Francisco completmenta a sua pergunta acrescentando:
Desde pequenino que me ensinaram que Deus é amor, bondade, paz. No entanto, na Sagrada Escritura, Ele aparece, muitas vezes, vingativo, maldoso, sem piedade e incapaz de perdoar, como em Levítico 26,15-34.
As duas afirmações que você faz nesse texto aqui acima são verdadeiras: tanto ensinaram bem a você sobre a bondade intrínseca de Deus quanto é verdade que na Bíblia existem passagens que mostram a violência atribuída a Deus. E nós nos encontramos no meio desse fogo cruzado, no meio dessa neblina que precisa ser esclarecida.
Partimos do fato que efetivamente Deus é bom, é o sumo bem. E como não podemos atribuir a mentira a Deus, nele não pode existir a maldade e todas as suas derivações. Portanto, é necessário entender os textos que atribuem a violência como uma iniciativa divina. Para entender essa questão precisamos esclarecer a lógica da revelação.
A Revelação na Biblia
As Sagradas Escrituras dos judeus e dos cristãos, Antigo e Novo Testamento, não foram ditadas por Deus, mas escritas durante o processo vital do povo de Deus, desde os patriarcas até a revelação plena em Cristo. Deus transmitiu sua mensagem usando imagens humanas, servindo-se de pessoas concretas, como um pedagogo. Para uma criança que entra na escola, o professor começa dizendo como fazer uma simples adição, 1 + 1; só no decurso da sua caminhada, o professor ensinará a fazer equações complicadas. Essa metodologia faz parte da pegadogia. Deus também foi um pedagogo, tomando o sue povo como uma criança, ensinando a ele a sua mensagem aos poucos.

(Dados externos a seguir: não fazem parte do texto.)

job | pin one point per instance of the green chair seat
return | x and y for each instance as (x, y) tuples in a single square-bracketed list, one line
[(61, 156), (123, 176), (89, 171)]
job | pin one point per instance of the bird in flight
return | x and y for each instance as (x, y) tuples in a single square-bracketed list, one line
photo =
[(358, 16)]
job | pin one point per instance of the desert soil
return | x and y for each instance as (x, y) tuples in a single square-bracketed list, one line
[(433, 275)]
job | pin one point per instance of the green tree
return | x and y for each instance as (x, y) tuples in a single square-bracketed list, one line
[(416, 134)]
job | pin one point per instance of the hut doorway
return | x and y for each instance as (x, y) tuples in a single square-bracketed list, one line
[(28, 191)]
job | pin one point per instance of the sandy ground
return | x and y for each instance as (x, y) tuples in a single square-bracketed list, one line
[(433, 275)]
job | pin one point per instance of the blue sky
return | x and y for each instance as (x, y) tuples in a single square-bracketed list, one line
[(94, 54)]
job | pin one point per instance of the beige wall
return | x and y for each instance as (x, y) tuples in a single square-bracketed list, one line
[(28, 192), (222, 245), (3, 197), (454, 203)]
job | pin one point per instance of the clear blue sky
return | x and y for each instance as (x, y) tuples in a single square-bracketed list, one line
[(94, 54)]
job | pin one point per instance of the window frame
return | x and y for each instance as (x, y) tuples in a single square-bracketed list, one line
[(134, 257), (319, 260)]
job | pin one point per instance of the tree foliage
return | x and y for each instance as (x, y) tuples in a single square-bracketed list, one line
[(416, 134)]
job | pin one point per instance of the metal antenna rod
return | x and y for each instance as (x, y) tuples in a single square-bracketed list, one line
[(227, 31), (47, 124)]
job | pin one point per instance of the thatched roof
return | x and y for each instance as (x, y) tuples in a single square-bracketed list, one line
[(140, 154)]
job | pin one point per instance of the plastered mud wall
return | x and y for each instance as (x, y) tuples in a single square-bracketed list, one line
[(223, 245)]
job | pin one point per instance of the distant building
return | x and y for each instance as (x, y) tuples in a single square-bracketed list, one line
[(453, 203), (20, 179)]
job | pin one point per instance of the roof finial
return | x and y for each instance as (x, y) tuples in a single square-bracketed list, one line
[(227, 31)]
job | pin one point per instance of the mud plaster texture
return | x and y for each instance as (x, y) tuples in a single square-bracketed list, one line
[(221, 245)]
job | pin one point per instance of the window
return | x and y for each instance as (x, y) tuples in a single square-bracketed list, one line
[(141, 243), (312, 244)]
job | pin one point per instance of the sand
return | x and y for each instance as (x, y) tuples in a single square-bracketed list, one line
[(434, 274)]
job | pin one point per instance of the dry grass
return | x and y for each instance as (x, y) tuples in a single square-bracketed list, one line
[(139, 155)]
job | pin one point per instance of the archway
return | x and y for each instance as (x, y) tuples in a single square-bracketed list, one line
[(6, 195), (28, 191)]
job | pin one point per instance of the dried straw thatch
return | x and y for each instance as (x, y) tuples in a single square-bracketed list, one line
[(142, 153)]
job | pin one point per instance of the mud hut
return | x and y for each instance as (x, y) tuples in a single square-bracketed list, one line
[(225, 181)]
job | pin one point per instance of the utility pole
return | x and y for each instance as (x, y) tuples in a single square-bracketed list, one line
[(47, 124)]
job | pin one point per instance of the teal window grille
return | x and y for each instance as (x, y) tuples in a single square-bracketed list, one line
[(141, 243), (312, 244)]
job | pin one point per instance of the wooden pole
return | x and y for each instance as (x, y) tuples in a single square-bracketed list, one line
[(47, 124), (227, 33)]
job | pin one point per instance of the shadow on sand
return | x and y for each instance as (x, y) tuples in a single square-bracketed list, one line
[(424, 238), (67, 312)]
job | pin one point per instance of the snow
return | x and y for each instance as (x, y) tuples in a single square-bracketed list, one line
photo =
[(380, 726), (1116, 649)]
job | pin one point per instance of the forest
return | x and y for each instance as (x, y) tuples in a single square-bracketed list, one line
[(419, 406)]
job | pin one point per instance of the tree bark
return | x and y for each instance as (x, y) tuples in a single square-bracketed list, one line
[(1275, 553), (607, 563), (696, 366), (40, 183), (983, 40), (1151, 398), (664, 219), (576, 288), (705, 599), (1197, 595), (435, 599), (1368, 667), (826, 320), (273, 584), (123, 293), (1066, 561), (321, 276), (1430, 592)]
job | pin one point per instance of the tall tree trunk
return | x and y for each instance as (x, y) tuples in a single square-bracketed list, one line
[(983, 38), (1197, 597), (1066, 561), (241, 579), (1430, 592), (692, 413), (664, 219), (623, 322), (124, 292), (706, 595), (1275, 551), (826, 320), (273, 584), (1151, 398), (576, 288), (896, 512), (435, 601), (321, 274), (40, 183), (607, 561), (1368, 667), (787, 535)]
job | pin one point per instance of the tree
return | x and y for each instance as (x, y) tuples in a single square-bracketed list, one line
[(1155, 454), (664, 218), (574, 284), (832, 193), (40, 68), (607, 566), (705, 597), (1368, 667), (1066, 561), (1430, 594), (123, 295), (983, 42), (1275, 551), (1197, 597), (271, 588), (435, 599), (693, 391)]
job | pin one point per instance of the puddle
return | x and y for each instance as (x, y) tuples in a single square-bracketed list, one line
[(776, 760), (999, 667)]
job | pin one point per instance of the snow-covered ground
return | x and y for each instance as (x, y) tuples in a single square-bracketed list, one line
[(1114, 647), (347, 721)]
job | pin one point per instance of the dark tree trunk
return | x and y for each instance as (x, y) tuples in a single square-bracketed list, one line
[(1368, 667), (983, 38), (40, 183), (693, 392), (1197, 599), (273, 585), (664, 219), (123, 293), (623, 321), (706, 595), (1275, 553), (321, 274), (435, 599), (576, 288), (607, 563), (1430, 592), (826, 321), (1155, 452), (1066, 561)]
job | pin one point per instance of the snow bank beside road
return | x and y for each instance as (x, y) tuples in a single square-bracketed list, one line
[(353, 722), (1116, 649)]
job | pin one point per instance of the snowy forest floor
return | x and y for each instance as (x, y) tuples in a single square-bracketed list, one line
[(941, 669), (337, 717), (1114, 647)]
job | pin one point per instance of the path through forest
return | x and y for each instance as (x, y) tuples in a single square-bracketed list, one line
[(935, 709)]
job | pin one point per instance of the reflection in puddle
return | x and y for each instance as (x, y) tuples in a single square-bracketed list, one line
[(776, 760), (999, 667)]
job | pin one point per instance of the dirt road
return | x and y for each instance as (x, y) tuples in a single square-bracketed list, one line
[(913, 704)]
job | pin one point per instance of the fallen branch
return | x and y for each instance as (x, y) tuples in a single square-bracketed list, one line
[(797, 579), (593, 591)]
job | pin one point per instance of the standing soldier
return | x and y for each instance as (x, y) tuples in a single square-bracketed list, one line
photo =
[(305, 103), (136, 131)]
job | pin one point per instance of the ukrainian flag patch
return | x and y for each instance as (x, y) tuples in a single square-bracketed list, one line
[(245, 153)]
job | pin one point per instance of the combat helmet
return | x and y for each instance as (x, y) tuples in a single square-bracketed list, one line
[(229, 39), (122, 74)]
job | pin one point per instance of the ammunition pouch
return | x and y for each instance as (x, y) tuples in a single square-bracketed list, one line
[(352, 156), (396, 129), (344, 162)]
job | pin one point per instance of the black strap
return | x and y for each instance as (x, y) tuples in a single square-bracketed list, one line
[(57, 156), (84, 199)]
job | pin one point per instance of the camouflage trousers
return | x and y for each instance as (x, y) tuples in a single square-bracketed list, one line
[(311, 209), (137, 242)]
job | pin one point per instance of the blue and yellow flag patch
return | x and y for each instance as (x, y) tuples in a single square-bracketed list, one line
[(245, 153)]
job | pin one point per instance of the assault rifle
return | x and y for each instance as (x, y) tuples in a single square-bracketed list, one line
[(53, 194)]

Trocando em miúdos, poderíamos dizer que Deus se explicou de maneira pacata, aos poucos, usando costumes e recursos limitados, inseridos em um contexto humano vital. Deus "se limitou". Na verdade, as passagens bíblicas que atribuem violência a Deus fazem parte dessa lógica, no sentido que são maneiras de ver Deus, mas não necessariamente verdades objetivas divinas. Em determinada época da história dos hebreus, Deus foi visto como um general que conduzia o povo à guerra, que se comportava como um militar tradicional. Aos poucos, os próprios hebreus foram percebendo que o "ser general" de Deus não era exatamente igual à imagem humana, mas que transcendia a esta.
Entender esse aspecto da revelação nos leva a compreender como ela seja um processo: a compreensão humana de Deus vai crescendo com o tempo, até se revelar plenamente em Cristo
Valor do Antigo Testamento
A tentação que deriva dessa descoberta é descartar tudo o que é "velho": se agora sabemos que Deus é bom, conforme é evidente no Novo Testamento, por que precisamos ler textos como esse que você citou, aonde aparece a terrível ameaça da maldição divina contra aqueles que não observam seus mandamentos? É uma questão importante, mas podemos estar certos da importância até hoje, mesmo para nós cristãos, do Antigo Testamento.
O Antigo Testamento é um percurso necessário que nos leva, repetindo, também nós hoje a compreender exatamente quem é Jesus, o Filho de Deus. Mesmo tendo a revelação plena em Cristo, não podemos prescindir de quanto é revelado no Antigo Testamento, pois ali se encontra o fundamento de tudo. Um fundamento pode estar escondido, não aparecer, mas nunca pode ser eliminado; a consequência é a ruína da construção, da nossa fé, nesse caso. Como mencionei acima, podemos usar a metáfora do percurso da aprendizagem matemática: mesmo quem sabe fazer cálculos impressionantes, resolver problemas e contas complexas, não pode ignorar que lá no início aprendeu a somar 1 + 1. Pode parecer absurdo, mas essa simples soma é fundamental para resolver equações complexas e não pode nunca ser deixada para trás.